Territorial Behavior

Mouse Ethogram  >  Active Behaviors  >  General Activity  >  Agonistic Interactions  >  Territorial Behavior

Overview and Meaning

Territorial behavior is a context in which agonistic interactions occur. Many territorial behaviors may not be observed in laboratory mice due to housing conditions. Laboratory mice are either group or individually housed. Due to the size of their enclosures, territoriality may not be present from an inability to scent mark clear boundaries. It is more likely that in the confined conditions of laboratory mice, a hierarchical dominance system has replaced territorial behaviors. (Biology of the House Mouse)

Description

A territory is an area in space that is defended by an animal (by both male and female mice in the wild) and which contains a resource, for example food, nest site, or females. Territories are defended ritualistically, which minimizes the need for life-threatening escalated aggression.

Classification

Contexts

Territorial behavior and dominance behavior differ in the context that they occur, the resources under competition, and the threat behavior that initiates the interaction.

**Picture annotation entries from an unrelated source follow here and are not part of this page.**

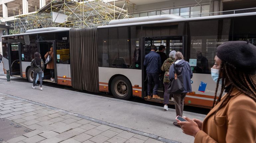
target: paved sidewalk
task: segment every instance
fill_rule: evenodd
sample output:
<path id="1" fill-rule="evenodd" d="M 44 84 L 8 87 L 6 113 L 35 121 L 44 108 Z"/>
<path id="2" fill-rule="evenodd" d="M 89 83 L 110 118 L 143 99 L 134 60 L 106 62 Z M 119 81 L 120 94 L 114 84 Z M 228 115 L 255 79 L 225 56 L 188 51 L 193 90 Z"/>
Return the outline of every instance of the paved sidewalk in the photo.
<path id="1" fill-rule="evenodd" d="M 3 143 L 163 142 L 67 111 L 11 97 L 0 93 L 0 118 L 12 121 L 32 131 Z"/>
<path id="2" fill-rule="evenodd" d="M 32 101 L 30 102 L 163 142 L 193 142 L 193 137 L 184 134 L 182 130 L 173 124 L 176 121 L 175 109 L 169 108 L 169 111 L 164 111 L 163 107 L 44 85 L 43 90 L 39 90 L 38 86 L 33 89 L 32 84 L 25 79 L 16 78 L 17 82 L 11 79 L 10 82 L 7 82 L 5 77 L 0 76 L 0 92 L 14 96 L 11 97 Z M 49 107 L 51 107 L 56 108 Z M 201 120 L 205 117 L 204 115 L 186 111 L 183 113 L 185 116 Z"/>

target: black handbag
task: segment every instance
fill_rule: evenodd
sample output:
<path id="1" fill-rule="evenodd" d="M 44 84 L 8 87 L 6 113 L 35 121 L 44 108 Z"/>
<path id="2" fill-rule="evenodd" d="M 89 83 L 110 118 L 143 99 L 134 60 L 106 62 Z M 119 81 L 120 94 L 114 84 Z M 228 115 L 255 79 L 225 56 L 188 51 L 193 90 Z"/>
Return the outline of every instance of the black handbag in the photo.
<path id="1" fill-rule="evenodd" d="M 184 91 L 184 85 L 182 74 L 177 75 L 177 69 L 175 64 L 174 63 L 174 79 L 171 84 L 169 85 L 167 89 L 167 93 L 172 94 L 180 94 Z"/>

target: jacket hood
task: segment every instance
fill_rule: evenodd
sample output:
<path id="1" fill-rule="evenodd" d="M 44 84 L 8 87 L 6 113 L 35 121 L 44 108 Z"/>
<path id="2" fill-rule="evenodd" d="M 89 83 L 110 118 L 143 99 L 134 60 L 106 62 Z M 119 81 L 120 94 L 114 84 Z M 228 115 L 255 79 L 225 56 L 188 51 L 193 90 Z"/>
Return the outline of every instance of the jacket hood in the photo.
<path id="1" fill-rule="evenodd" d="M 185 65 L 186 63 L 186 61 L 184 60 L 177 60 L 176 61 L 174 62 L 175 63 L 175 65 L 178 67 L 183 66 Z"/>

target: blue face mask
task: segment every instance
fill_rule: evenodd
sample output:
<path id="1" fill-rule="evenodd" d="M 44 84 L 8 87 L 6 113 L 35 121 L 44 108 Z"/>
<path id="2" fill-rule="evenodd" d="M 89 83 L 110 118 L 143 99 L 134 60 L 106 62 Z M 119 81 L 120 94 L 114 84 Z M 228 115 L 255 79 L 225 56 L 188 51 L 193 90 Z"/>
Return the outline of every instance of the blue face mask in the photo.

Territorial behavior is a context for agonistic interactions.

Agonistic interactions are a behavior chain consisting of:

  1. Threat behaviors
  2. Aggressive behaviors
  3. Flight and submissive behaviors
  4. Defensive behaviors

Agonistic interactions occur to assert territory or dominance. This can proceed as either mediated aggression or escalated aggression, differentiated by the absence or presence of aggressive behaviors.